Son dönemlerin en dikkat çekici davalarından biri olan müteahhit skandalında, firari durumdaki müteahhit, mahkemeye dilekçe sundu. Dilekçesinde, aleyhine verilen kararın kaldırılmasını talep eden müteahhit, özellikle kamuoyunun gündeminde olan inşaat projeleri ile ilgili yaşanan hukuki sürecin yeniden değerlendirilmesini istiyor. Firari müteahhit, suçlamaların asılsız olduğunu iddia ederken, mahkeme kararı ile ilgili düşündüklerini dile getirdi. Bu durum, inşaat sektöründe büyük yankı uyandırırken, uzmanlar ve meraklı gözler, müteahhidin bu adımının ardındaki gerçek nedenleri sorguluyor.
Firari müteahhit, mahkemeye sunduğu dilekçesinde, aleyhine çıkan kararın hukuka aykırı olduğunu savundu. Dilekçede “Mahkeme, delillerin eksik değerlendirilmesi nedeniyle haksız bir karar vermiştir. Yıllarca emek verdiğim işlerim ve verdiğim sözler bulunmaktadır.

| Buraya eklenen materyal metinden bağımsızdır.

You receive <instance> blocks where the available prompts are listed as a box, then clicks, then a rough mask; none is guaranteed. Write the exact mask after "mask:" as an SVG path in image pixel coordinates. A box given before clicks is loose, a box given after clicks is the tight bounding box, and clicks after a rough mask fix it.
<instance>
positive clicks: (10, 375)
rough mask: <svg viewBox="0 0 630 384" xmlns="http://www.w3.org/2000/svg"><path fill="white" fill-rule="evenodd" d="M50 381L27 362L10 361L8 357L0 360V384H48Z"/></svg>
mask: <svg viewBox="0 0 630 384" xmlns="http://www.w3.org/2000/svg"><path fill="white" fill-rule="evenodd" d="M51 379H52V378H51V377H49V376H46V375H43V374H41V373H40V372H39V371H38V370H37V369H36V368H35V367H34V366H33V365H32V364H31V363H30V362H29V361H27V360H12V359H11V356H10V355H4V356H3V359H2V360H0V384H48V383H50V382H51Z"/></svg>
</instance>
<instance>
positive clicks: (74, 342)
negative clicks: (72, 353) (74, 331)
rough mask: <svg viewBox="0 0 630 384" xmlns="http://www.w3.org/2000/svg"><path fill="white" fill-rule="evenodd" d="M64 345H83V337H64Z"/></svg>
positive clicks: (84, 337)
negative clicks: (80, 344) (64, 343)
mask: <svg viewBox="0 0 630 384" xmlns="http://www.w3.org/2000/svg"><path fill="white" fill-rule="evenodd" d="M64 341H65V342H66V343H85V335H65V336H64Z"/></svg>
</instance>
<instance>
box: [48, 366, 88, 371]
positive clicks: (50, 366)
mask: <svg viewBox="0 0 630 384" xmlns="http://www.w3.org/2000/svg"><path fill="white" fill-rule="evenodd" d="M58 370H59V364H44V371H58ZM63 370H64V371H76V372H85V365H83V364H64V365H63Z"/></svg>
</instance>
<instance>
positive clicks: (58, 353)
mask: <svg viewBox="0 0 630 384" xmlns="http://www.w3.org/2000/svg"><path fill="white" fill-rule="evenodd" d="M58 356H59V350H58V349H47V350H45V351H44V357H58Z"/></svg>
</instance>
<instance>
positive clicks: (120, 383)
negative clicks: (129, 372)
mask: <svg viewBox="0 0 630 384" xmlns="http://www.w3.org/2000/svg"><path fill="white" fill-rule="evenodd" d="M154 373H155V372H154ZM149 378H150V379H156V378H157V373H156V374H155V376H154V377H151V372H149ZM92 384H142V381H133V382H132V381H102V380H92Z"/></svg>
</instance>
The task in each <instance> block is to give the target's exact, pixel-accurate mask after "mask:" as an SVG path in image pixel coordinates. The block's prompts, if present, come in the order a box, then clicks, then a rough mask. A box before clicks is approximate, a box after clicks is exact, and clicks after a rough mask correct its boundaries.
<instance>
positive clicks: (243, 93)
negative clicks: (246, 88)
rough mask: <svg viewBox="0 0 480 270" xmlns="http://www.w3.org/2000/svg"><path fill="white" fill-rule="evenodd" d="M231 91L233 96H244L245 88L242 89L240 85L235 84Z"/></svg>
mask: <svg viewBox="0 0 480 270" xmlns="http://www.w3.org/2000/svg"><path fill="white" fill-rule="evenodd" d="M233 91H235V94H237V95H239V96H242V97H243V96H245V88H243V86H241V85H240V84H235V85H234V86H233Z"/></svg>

Yaşanan tüm bu süreçlere rağmen hakkımda kamuoyunda oluşturulan olumsuz algı da oldukça yaralayıcıdır” ifadeleri dikkat çekti. Müteahhitin avukatı da, müvekkilinin masumiyetine vurgu yaparak, karara itiraz ettiklerini belirtti.
Mahkeme sürecinin ne yönde gelişeceği, bu gelişmelerin inşaat sektöründeki diğer müteahhitler üzerinde nasıl bir etki yaratacağı ise merak konusu. Uzmanlar, firari müteahhitin dilekçesindeki iddiaların dikkate alınması durumunda, davanın seyrinin değişebileceğini ifade ediyor. Bununla birlikte, müteahhitin firar etmesi, ayrı bir hukuki mesele olarak gündemde kalmayı sürdürüyor. İnşaat sektörü uzmanları, bu gibi durumların toplumda güven kaybına neden olduğunu ve sektörün geleceğini olumsuz etkilediğini belirtiyor. Müteahhitin karara yaptığı bu itirazın, mahkemece kabul edilip edilmeyeceği ise ilerleyen günlerde netlik kazanacak.
Tüm bu yaşananlar ışığında, firari müteahhit ve avukatının stratejileri, hem mahkeme hem de kamuoyunda yankı uyandırırken, davanın gidişatı merakla bekleniyor. Davanın seyri, yalnızca müteahhitin geleceğini etkilemekle kalmayacak, aynı zamanda inşaat projeleri anlayışını da sorgulatacak gibi görünüyor. Socio-ekonomik boyutları da olan bu durum, sektör açısından ciddi sonuçlar doğurabilir.